Oct 10 2007
PHP: Parse HTML returning links
My goal was more complex than what’s described here in, but I wanted to share a simple function for returning the links in some HTML (now that I know what I’m doing)… Hopefully someone finds this useful, it was a common question in forums I noticed.
Regular expressions are a power tool for working with strings. PHP provides support for a couple of different types but I’m using preg (aka the Perl compatible one).
The regular expression I put together for this was:
/<a\s[^>]*href=”(?P<href>[^"]*)”\s[^>]*>(?P<name>.*)<\/a>/si
What this means is:
- / - perl regular expression patterns are enclosed in forward slashes (this is the opening one)
- <a - is satisfied literally (the open of the html a tag)
- \s - is a single whitespace character (includes line breaks etc)
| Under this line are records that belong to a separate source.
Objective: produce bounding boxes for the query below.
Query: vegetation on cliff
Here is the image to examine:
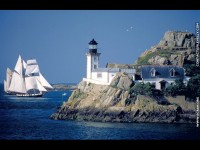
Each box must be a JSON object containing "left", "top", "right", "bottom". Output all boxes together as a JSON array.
[{"left": 51, "top": 73, "right": 195, "bottom": 123}]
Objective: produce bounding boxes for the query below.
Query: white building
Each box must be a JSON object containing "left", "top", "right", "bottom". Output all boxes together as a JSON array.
[
  {"left": 141, "top": 65, "right": 190, "bottom": 90},
  {"left": 83, "top": 39, "right": 136, "bottom": 85}
]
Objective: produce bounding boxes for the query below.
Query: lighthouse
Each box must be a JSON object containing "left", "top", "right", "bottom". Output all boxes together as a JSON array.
[{"left": 86, "top": 39, "right": 101, "bottom": 79}]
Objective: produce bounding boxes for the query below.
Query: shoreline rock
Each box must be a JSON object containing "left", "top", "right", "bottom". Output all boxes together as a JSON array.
[{"left": 50, "top": 73, "right": 196, "bottom": 123}]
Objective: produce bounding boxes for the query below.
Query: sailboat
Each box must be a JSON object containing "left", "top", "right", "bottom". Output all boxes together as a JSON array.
[{"left": 4, "top": 55, "right": 53, "bottom": 97}]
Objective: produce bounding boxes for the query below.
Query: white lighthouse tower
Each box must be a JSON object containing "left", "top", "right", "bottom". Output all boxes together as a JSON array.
[{"left": 86, "top": 39, "right": 101, "bottom": 79}]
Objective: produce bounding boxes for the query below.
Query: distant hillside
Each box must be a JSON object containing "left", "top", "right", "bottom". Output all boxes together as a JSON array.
[
  {"left": 52, "top": 83, "right": 77, "bottom": 91},
  {"left": 135, "top": 31, "right": 196, "bottom": 66}
]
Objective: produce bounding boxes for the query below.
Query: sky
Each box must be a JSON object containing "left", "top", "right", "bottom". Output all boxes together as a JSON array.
[{"left": 0, "top": 10, "right": 200, "bottom": 83}]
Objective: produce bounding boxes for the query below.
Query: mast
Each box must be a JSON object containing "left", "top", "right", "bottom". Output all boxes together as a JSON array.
[
  {"left": 8, "top": 55, "right": 26, "bottom": 93},
  {"left": 4, "top": 68, "right": 13, "bottom": 92},
  {"left": 37, "top": 72, "right": 53, "bottom": 90},
  {"left": 4, "top": 80, "right": 8, "bottom": 92}
]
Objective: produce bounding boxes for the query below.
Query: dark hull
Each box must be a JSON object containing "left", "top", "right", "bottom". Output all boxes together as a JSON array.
[{"left": 6, "top": 92, "right": 44, "bottom": 97}]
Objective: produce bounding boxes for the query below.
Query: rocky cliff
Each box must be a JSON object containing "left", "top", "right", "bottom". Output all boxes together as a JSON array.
[
  {"left": 51, "top": 73, "right": 195, "bottom": 123},
  {"left": 136, "top": 31, "right": 196, "bottom": 66}
]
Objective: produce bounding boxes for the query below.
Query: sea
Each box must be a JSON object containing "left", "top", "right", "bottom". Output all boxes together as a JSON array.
[{"left": 0, "top": 86, "right": 200, "bottom": 140}]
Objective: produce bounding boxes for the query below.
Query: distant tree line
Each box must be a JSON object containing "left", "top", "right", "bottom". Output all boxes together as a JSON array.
[{"left": 129, "top": 74, "right": 200, "bottom": 101}]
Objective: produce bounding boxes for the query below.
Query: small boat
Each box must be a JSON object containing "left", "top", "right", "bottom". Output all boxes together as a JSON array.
[{"left": 4, "top": 55, "right": 53, "bottom": 97}]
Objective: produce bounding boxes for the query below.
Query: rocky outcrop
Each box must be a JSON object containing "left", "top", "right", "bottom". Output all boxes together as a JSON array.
[
  {"left": 106, "top": 63, "right": 135, "bottom": 69},
  {"left": 136, "top": 31, "right": 196, "bottom": 66},
  {"left": 51, "top": 73, "right": 195, "bottom": 123},
  {"left": 158, "top": 31, "right": 195, "bottom": 48}
]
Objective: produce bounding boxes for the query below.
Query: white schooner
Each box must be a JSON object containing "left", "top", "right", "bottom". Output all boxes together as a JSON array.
[{"left": 4, "top": 55, "right": 53, "bottom": 97}]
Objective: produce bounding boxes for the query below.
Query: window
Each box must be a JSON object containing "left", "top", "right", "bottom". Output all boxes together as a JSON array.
[
  {"left": 170, "top": 68, "right": 176, "bottom": 77},
  {"left": 151, "top": 68, "right": 156, "bottom": 77},
  {"left": 94, "top": 56, "right": 97, "bottom": 62},
  {"left": 97, "top": 73, "right": 102, "bottom": 78}
]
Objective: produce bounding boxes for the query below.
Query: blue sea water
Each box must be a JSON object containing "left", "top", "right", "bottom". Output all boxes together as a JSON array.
[{"left": 0, "top": 86, "right": 200, "bottom": 140}]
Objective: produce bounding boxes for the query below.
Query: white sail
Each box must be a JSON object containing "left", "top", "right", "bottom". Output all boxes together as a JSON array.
[
  {"left": 8, "top": 72, "right": 26, "bottom": 93},
  {"left": 14, "top": 55, "right": 22, "bottom": 74},
  {"left": 4, "top": 55, "right": 50, "bottom": 96},
  {"left": 37, "top": 73, "right": 53, "bottom": 89},
  {"left": 25, "top": 76, "right": 47, "bottom": 91},
  {"left": 36, "top": 80, "right": 47, "bottom": 92},
  {"left": 6, "top": 68, "right": 13, "bottom": 89},
  {"left": 25, "top": 59, "right": 40, "bottom": 75},
  {"left": 25, "top": 76, "right": 38, "bottom": 91},
  {"left": 4, "top": 80, "right": 8, "bottom": 92},
  {"left": 23, "top": 60, "right": 27, "bottom": 69}
]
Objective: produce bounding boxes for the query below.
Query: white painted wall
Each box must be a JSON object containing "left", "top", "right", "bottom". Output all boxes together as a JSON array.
[
  {"left": 86, "top": 53, "right": 92, "bottom": 79},
  {"left": 92, "top": 72, "right": 109, "bottom": 83},
  {"left": 144, "top": 78, "right": 176, "bottom": 90},
  {"left": 108, "top": 72, "right": 116, "bottom": 83},
  {"left": 83, "top": 78, "right": 110, "bottom": 85}
]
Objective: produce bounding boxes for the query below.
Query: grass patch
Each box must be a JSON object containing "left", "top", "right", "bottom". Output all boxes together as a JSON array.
[{"left": 137, "top": 49, "right": 178, "bottom": 65}]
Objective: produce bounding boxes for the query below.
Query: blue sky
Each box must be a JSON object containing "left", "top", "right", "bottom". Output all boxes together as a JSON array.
[{"left": 0, "top": 10, "right": 200, "bottom": 83}]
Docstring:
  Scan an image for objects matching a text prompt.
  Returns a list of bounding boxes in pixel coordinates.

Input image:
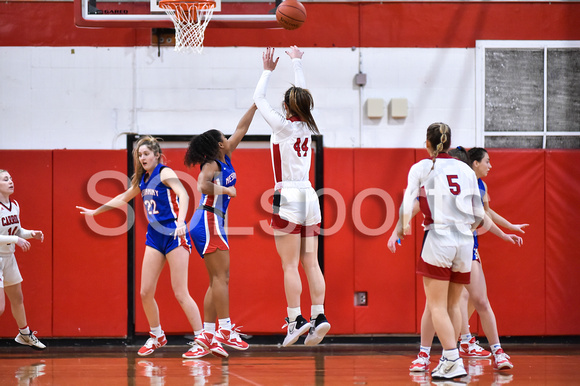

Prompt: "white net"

[159,1,215,54]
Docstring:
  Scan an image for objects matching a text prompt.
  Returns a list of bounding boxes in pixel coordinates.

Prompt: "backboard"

[74,0,281,28]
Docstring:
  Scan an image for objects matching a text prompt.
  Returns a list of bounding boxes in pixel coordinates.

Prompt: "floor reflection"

[0,344,580,386]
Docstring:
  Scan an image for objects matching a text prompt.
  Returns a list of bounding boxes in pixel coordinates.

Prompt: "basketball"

[276,0,306,30]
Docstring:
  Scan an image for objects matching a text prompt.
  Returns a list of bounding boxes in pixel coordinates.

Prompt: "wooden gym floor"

[0,337,580,386]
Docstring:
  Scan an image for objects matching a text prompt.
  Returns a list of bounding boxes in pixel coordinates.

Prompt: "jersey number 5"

[294,137,308,157]
[447,175,461,196]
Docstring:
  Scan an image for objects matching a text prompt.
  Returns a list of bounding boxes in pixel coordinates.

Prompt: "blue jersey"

[199,155,237,215]
[473,178,485,255]
[191,155,236,257]
[139,164,179,224]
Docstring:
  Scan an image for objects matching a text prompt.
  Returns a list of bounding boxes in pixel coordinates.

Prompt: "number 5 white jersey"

[403,153,484,236]
[254,58,312,185]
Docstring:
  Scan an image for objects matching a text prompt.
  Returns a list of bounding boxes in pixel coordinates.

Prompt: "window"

[476,40,580,149]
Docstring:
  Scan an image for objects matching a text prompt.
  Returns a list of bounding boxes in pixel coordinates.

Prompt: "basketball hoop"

[159,0,215,54]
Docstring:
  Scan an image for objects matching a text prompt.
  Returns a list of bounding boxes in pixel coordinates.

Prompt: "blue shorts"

[190,209,230,258]
[145,221,191,255]
[472,232,481,263]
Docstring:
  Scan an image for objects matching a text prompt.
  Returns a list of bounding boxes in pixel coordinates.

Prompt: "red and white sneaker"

[181,342,209,359]
[215,325,250,350]
[459,336,491,358]
[195,330,229,358]
[137,333,167,357]
[493,348,514,370]
[409,351,431,372]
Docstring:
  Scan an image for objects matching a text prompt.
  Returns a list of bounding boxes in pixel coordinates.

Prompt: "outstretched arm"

[486,206,530,233]
[228,103,258,156]
[387,200,421,253]
[478,213,524,246]
[77,186,139,216]
[483,182,530,233]
[262,47,280,71]
[160,168,189,237]
[286,46,306,88]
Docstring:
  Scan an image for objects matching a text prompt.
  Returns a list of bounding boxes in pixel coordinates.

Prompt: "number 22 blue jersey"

[139,164,179,224]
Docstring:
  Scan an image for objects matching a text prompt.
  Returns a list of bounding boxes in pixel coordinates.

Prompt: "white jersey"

[403,153,484,236]
[254,58,312,188]
[0,201,31,257]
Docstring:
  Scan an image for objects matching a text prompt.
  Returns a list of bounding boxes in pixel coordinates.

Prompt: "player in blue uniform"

[185,105,257,357]
[77,136,209,358]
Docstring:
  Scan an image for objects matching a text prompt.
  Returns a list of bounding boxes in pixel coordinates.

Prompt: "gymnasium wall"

[0,1,580,150]
[0,148,580,337]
- [^>]* - satisfied by any characters except >, this can be satisfied zero - many times (allows for anything else inside the html a tag)
- [ ] - a charter class
- ^ - except the following
- > - is satisfied literally
- * - the charter class can occur zero of many times
- href=” - is satisfied literally
- (?P<href>[^"]*) - match and return as ‘href’ - any characters except “, this can be satisfied zero - many times (gets everything inside the href attribute)
- ( ) - match and return
- ?P<href> - nominate the name we’ll return it as ‘href’ could be anything you like!
- [^"]* - satisfied by any characters except “, this can be satisfied zero - many times
- > - is satisfied literally (the close of the html a tag)
- (?P<name>.*) - match and return as name - any character, this can be satisfied zero - many times (gets everything inside the a tag)
- ( ) - match and return
- ?P<name> - nominate the name we’ll return it as ‘name’.
- .* - satisfied by any character, this can be satisfied zero - many times
- <\/a> - is satisfied literally (but we’re escaping the forward slash we don’t want to end up pattern here)
- / - now we want to end our pattern!
- si - the trailing s and i are modifiers to change the way the expression is interpreted
- s - means the . we’ve used can also represent line breaks (normally it doesn’t)
- i - means the entire thing is case insensitive!
A PHP function using this might look like so:
private function getLinks($responseBody){ $_regexp = '/<a\s[^>]*href="(?P<href>[^"]*)"\s[^>]*>(?P<name>.*)<\/a>/si'; preg_match_all($_regexp, $responseBody, $matches); $i = 0; foreach($matches['name'] as $name) { $links[$i]['name'] = trim($name); $i++; } $i = 0; foreach($matches['href'] as $href) { $links[$i]['href'] = $href; $i++; } return $links; }
Issues with this regular expression I know I haven’t address are:
- You’re link may not be text, it could be an image or anything!
- Not everyone using double quotes for their attributes.
- Browsers support sloppy HTML this experession doesn’t! E.g. <a href = /link/>
Any corrections or feedback would be pleased to hear from you!